Wants to displace violent jihad

Abdel Fattah al-Sisi
 
In a speech on New Year’s day, Egyptian President Abdel Fattah al-Sisi called for a “religious revolution” in Islam that would displace violent jihad from the center of Muslim discourse.

“Is it possible that 1.6 billion people (Muslims worldwide) should want to kill the rest of the world’s population—that is, 7 billion people—so that they themselves may live?” he asked. “Impossible.”

Speaking to an audience of religious scholars celebrating the birth of Islam’s prophet, Mohammed, he called on the religious establishment to lead the fight for moderation in the Muslim world. “You imams (prayer leaders) are responsible before Allah. The entire world—I say it again, the entire world—is waiting for your next move because this umma (a word that can refer either to the Egyptian nation or the entire Muslim world) is being torn, it is being destroyed, it is being lost—and it is being lost by our own hands.”
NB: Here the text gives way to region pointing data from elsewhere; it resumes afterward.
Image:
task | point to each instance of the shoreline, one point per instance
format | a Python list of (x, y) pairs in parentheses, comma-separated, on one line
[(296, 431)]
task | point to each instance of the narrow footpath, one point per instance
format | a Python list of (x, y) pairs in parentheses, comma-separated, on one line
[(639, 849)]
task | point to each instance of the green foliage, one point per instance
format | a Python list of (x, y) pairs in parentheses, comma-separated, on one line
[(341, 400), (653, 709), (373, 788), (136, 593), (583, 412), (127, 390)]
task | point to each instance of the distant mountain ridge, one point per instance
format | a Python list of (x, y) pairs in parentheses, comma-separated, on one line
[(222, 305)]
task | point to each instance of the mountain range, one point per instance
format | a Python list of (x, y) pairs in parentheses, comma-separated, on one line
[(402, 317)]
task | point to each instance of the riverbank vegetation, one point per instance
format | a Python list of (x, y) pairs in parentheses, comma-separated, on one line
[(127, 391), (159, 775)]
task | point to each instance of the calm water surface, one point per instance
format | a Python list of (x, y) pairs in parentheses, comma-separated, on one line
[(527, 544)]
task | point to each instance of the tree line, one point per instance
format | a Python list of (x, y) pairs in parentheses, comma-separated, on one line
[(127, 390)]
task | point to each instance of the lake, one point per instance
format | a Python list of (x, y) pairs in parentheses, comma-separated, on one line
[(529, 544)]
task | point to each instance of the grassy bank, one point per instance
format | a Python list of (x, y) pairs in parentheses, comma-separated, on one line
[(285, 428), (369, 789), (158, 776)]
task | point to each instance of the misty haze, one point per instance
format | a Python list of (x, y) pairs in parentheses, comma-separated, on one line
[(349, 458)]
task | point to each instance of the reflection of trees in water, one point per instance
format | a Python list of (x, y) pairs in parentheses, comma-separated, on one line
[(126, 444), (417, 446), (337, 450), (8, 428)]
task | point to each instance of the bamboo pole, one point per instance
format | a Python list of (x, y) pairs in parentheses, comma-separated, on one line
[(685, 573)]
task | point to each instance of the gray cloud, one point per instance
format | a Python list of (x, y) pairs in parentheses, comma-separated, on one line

He was speaking in Al-Azhar University in Cairo, widely regarded as the leading world center for Islamic learning.

“The corpus of texts and ideas that we have made sacred over the years, to the point that departing from them has become almost impossible, is antagonizing the entire world. You cannot feel it if you remain trapped within this mindset. You must step outside yourselves and reflect on it from a more enlightened perspective.”

Sisi was a little known general when he was appointed over the heads of fellow officers in 2012 as commander of the Egyptian army by then President Mohammed Morsi of the Muslim Brotherhood. The religiosity of Sisi was said then to have been one of the reasons for the choice. However, when a popular uprising broke out the following year, Sisi swiftly ousted Morsi from power and brought charges against him, including conspiring to commit terrorist acts together with Hamas and other Islamic groups. The Muslim Brotherhood itself was banned.

When new elections were held last May, Sisi, now a civilian, won a resounding victory.

Although the Muslim Brotherhood and its Hamas supporters have been Sisi’s principal targets since assuming power, his talk made it clear that his concern over radical Islam extends to the entire Muslim world, particularly adherents of the Islamic State, and the non-Muslim world beyond.

“We have to think hard about what we are facing,” he said. “It’s inconceivable that the thinking that we hold most sacred should cause the entire Islamic world to be a source of anxiety, danger, killing, and destruction for the rest of the world. Impossible.”